When these developments are viewed together, one point is clear: this is not a softening of regulatory expectations. Quite the opposite. The demands placed on clinical evidence are increasing. What is changing is how those demands are distributed over time, and how that evidence is built.

For CROs, this means a fundamental shift in how studies are designed. It is becoming increasingly insufficient to design a trial solely to meet the requirements of a specific regulatory pathway. Increasingly, what is required is the design of an entire evidence-generation programme: from the pivotal trial through the real-world data strategy to the post-market surveillance plan and the preparation of data for HTA.

The risk no longer resides in a single trial. It sits in the lack of consistency across the full programme

In practical terms, this means earlier and deeper involvement from regulatory and operational functions. Decisions on study population, endpoints, or data structure are no longer just matters of trial design. They are now elements of a broader strategy that will have consequences at every subsequent stage, from registration to market access and then to the product’s use in clinical practice.
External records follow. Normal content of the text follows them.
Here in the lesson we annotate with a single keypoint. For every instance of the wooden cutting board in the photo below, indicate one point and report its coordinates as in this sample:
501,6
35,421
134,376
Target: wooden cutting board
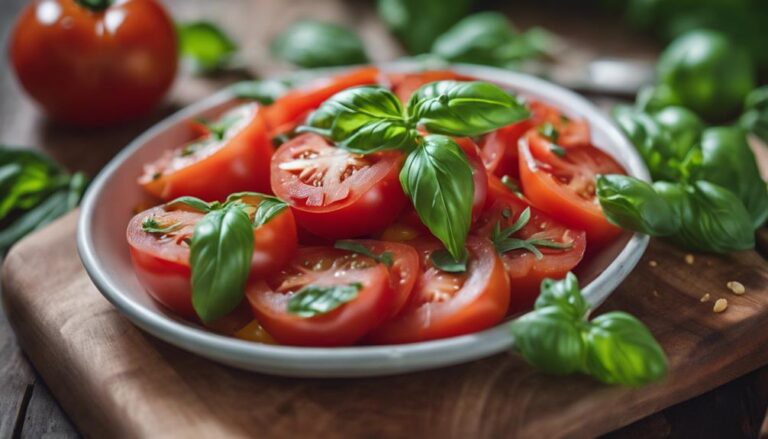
114,380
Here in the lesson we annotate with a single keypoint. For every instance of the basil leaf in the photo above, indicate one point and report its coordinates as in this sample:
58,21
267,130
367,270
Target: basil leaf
564,294
356,247
550,340
220,258
727,160
438,180
755,117
309,44
205,45
264,92
633,204
418,23
621,350
313,300
442,260
192,202
458,108
712,218
362,120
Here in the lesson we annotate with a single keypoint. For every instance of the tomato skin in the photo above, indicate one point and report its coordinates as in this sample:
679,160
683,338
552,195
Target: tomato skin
162,265
240,163
363,206
480,302
90,68
290,109
574,206
340,327
525,272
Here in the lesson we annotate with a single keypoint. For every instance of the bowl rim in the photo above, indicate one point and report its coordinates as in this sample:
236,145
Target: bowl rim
324,361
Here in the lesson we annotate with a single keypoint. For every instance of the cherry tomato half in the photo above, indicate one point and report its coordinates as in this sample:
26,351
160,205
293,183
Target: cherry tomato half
218,163
326,267
449,304
161,261
525,271
93,68
564,187
334,193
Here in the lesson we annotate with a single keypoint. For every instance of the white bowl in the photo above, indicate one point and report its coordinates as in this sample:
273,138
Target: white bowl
108,204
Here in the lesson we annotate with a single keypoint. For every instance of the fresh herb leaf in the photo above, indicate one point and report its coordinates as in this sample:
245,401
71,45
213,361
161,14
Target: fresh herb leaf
438,179
418,23
458,108
444,261
151,225
356,247
220,258
205,45
309,44
363,120
314,300
633,204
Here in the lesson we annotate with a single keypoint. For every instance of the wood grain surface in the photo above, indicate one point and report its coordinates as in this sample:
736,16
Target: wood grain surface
113,379
26,407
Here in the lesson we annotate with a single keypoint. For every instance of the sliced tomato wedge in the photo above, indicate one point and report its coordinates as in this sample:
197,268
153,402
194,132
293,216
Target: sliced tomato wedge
325,267
524,269
334,193
161,260
564,187
449,304
292,108
215,164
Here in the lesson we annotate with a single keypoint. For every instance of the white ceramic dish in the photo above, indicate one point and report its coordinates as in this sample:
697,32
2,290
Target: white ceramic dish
107,207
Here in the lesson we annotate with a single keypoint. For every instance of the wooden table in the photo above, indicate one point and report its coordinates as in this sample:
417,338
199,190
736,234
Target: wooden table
27,408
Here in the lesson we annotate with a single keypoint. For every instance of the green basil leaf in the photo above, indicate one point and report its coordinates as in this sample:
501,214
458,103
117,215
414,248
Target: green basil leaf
444,261
220,258
313,300
621,350
633,204
712,218
264,92
205,45
418,23
564,294
458,108
550,340
727,160
356,247
362,120
192,202
755,117
438,179
309,44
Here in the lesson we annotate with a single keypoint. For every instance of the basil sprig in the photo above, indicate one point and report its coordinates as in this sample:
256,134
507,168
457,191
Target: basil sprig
436,175
221,248
557,338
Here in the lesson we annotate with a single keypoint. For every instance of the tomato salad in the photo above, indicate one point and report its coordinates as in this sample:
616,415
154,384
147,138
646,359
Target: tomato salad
370,208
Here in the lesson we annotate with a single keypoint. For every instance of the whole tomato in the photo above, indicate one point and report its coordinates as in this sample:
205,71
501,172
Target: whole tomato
94,62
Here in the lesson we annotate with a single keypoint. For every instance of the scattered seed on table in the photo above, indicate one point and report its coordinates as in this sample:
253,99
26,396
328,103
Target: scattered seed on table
720,305
736,287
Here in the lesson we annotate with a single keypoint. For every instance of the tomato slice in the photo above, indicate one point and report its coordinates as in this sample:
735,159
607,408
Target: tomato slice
334,193
449,304
525,271
404,84
216,164
323,266
564,187
161,261
291,109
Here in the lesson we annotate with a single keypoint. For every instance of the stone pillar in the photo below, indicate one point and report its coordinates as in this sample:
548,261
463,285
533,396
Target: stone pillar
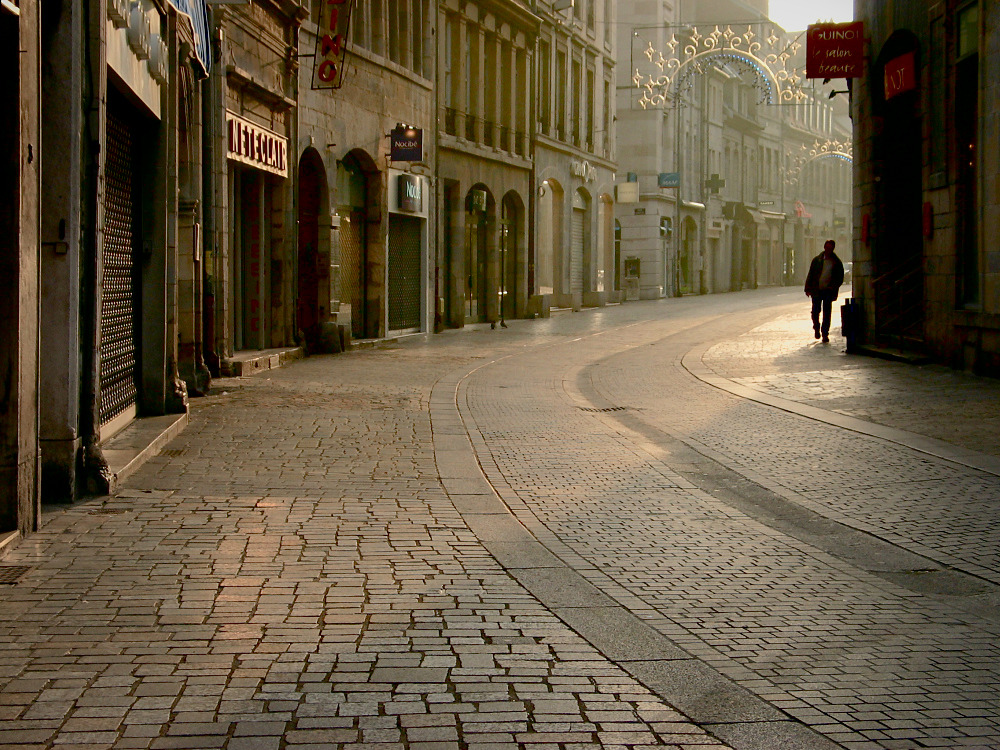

In my experience, the greatest risk today is not non-compliance with a single regulatory requirement. It is the lack of consistency across the programme as a whole. Programmes planned in fragments, with the trial, PMS, and HTA approaches designed separately, are increasingly running into problems. Those problems do not stem from the quality of an individual component. They stem from the lack of integration between them.

A new role for the CRO: strategy partner, not protocol executor

This is why the CRO role must evolve as well. Efficient trial delivery is no longer enough. What becomes critical is the ability to co-create the evidence strategy with the sponsor, bringing together regulatory, operational, data, and market access requirements into one coherent model.

In that sense, the shift we are seeing is less a regulatory change than a paradigm shift. We are moving from a model in which clinical evidence was the “output” of a trial to one in which it is a continuous, multi-source process, increasingly integrated with real-world clinical practice.